American virtual reality pioneer and filmmaker

Morton Leonard Heilig (December 22, 1926 – May 14, 1997) was an American pioneer in virtual reality (VR) technology and a filmmaker. He applied his cinematographer experience and with the help of his partner developed the Sensorama over several years from 1957, patenting it in 1962.

==Sensorama==
The Sensorama is big, bulky, and shaped like a 1980s era video arcade game. It was impressive for 1960s technology. The viewing cabinet gave the viewer the experience of riding a motorcycle on the streets of Brooklyn. The viewer felt the wind on their face, the vibration of the motorcycle seat, a stereoscopic 3D view, and smells of the city.

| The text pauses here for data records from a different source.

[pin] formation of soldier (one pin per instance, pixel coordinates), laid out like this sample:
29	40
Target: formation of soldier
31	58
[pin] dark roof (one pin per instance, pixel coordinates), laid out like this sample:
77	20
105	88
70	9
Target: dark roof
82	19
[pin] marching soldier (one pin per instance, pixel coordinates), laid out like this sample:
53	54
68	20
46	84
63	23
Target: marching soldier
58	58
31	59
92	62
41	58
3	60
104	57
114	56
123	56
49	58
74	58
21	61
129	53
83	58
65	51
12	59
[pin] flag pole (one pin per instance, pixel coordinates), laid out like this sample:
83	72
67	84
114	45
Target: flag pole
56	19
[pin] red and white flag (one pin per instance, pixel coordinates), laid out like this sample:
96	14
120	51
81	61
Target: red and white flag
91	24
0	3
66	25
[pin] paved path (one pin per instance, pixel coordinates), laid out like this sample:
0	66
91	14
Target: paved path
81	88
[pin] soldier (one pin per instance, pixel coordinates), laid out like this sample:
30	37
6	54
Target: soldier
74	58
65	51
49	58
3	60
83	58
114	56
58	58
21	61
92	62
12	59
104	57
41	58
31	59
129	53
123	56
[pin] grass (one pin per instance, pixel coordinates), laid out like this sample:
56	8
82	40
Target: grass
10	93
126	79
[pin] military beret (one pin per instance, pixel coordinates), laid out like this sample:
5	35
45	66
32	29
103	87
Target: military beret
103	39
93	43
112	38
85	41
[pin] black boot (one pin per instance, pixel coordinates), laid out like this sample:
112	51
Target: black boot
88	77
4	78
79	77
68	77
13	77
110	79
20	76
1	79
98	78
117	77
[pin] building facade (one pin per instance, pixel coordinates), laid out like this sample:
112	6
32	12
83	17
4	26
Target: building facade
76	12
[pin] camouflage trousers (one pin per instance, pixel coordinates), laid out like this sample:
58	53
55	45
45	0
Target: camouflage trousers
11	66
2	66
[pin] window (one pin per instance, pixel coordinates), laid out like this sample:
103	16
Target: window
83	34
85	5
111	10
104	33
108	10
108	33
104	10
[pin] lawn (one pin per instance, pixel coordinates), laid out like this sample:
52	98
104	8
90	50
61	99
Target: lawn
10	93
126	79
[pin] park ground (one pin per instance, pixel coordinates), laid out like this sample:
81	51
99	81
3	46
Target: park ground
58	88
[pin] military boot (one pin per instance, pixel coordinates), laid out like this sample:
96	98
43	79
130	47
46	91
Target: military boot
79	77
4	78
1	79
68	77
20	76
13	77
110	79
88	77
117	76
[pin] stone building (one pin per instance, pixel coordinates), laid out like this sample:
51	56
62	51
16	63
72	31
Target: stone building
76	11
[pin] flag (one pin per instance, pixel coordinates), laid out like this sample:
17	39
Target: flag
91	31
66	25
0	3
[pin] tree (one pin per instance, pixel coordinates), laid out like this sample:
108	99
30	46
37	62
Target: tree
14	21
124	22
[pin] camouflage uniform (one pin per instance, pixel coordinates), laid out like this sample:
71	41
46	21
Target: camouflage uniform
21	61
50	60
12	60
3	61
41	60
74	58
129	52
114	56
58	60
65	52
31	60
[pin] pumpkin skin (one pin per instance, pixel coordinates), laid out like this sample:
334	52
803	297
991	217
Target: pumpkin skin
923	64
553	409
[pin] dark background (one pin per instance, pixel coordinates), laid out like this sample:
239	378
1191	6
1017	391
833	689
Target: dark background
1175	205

Heilig wanted to create “cinema of the future.” The Sensorama was doomed, however, from the high costs of the filmmaking. The problem was not that the apparatus addressed the wrong senses; the business community just couldn't figure out how to sell it. He was not able to find the amount of funds necessary to create new 3-D films “obtained with three 35 mm cameras mounted on the cameraman.”

==Filmmaker==

Heilig was the producer, director, writer, cinematographer and editor of the short films Assembly Line (1961), which was awarded the San Giorgio Medal at the Venice Film Festival, and Destination: Man (1965), as well as The Film Maker about the making of The Greatest Show on Earth. He was the producer, director, writer, cinematographer and editor of the feature film Once (1974). For the US Information Agency, he produced WIlson Riles (1972) about the superintendent of public instruction in the state of California and served as a cinematographer on The Entrepreneur: Malcolm Arbita. He also directed the TV series Diver Dan (1961). He was a production executive for the film They Shoot Horses Don't They? (1969).

Morton Heilig is buried at Eden Memorial Park Cemetery in Mission Hills, Los Angeles, California, USA.